Some questions about PostgreSQL’s design.
I’ve recently started exploring PostgreSQL implementation. I used to
be a MySQL InnoDB developer, and I find the PostgreSQL community feels
a bit strange.
There are some areas where they’ve done really well, but there are
also some obvious issues that haven’t been improved.
For example, the B-link tree implementation in PostgreSQL is
particularly elegant, and the code is very clean.
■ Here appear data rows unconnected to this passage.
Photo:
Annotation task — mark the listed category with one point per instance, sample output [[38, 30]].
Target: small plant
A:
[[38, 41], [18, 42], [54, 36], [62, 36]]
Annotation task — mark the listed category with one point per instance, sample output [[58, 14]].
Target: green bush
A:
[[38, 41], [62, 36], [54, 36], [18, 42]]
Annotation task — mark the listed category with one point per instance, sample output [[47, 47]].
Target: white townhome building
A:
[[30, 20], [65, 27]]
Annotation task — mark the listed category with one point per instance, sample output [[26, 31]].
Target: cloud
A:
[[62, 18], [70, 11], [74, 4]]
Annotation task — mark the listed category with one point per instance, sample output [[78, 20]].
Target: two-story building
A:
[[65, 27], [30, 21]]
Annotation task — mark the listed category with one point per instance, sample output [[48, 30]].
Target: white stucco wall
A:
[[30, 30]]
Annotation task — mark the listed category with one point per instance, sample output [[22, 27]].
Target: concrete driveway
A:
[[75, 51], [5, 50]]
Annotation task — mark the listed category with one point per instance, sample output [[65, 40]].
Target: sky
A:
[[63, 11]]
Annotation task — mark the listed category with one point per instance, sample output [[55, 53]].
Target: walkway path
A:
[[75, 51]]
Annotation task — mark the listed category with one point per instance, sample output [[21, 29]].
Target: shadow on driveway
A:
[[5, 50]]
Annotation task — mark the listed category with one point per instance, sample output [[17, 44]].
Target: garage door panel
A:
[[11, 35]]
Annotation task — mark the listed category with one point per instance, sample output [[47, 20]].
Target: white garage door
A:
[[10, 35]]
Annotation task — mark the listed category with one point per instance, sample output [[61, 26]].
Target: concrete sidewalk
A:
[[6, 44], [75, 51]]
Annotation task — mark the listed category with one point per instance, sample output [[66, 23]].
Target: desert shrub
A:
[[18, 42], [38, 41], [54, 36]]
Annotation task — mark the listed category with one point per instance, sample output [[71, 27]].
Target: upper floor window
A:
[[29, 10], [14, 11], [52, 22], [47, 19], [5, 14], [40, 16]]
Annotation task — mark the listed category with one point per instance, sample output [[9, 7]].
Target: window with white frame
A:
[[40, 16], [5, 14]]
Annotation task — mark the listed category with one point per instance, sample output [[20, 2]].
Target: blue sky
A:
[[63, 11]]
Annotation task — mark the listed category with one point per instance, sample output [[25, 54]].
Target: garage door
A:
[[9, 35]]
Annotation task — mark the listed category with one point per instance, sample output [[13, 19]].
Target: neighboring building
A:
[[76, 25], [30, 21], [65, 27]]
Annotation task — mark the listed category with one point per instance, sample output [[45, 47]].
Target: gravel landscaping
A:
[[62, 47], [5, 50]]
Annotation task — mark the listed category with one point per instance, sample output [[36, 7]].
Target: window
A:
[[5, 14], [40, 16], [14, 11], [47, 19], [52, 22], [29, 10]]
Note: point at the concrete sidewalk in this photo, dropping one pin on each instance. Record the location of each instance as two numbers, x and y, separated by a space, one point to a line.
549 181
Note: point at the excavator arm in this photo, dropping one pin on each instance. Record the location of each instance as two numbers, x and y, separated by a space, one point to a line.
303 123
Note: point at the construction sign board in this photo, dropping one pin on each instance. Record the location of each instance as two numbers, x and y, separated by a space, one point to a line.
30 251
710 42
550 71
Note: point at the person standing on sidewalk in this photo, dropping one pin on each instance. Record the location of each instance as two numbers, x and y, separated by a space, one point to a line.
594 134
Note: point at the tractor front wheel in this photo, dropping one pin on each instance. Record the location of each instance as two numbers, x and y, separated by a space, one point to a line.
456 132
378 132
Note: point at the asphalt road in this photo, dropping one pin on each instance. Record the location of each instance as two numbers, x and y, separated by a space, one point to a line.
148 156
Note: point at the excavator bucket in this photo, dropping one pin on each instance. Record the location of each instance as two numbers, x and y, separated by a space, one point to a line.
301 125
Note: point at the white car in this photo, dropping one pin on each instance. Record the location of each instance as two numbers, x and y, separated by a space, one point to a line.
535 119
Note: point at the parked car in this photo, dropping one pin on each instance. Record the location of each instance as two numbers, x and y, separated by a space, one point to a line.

But there are some clear areas that could be improved but haven’t been
addressed, like the double memory problem where the buffer pool and
page cache store the same page, using full-page writes to deal with
torn page writes instead of something like InnoDB’s double write
buffer.
It seems like these issues have clear solutions, such as using
DirectIO like InnoDB instead of buffered IO, or using a double write
buffer instead of relying on the full-page write approach.
Can anyone replay why?
However, the PostgreSQL community’s mailing list is truly a treasure
trove, where you can find really interesting discussions. For
instance, this discussion on whether lock coupling is needed for
B-link trees, etc.
/messages/by-id/CALJbhHPiudj4usf6JF7wuCB81fB7SbNAeyG616k+m9G0vffrYw@mail.gmail.com
--
---
Blog: https://baotiao.github.io/
Twitter: https://twitter.com/baotiao
Git: https://github.com/baotiao
On Tue, Aug 20, 2024 at 8:55 PM 陈宗志 <baotiao@gmail.com> wrote:
It seems like these issues have clear solutions, such as using
DirectIO like InnoDB instead of buffered IO,
For this part: we recently added an experimental option to use direct
I/O (debug_io_direct). We are working on the infrastructure needed to
make it work efficiently before removing the "debug_" prefix:
prediction of future I/O through a "stream" abstraction which we have
some early pieces of already, I/O combining (see new io_combine_limit
setting), and asynchronous I/O (work in progress, basically I/O worker
processes or io_uring or other OS-specific APIs).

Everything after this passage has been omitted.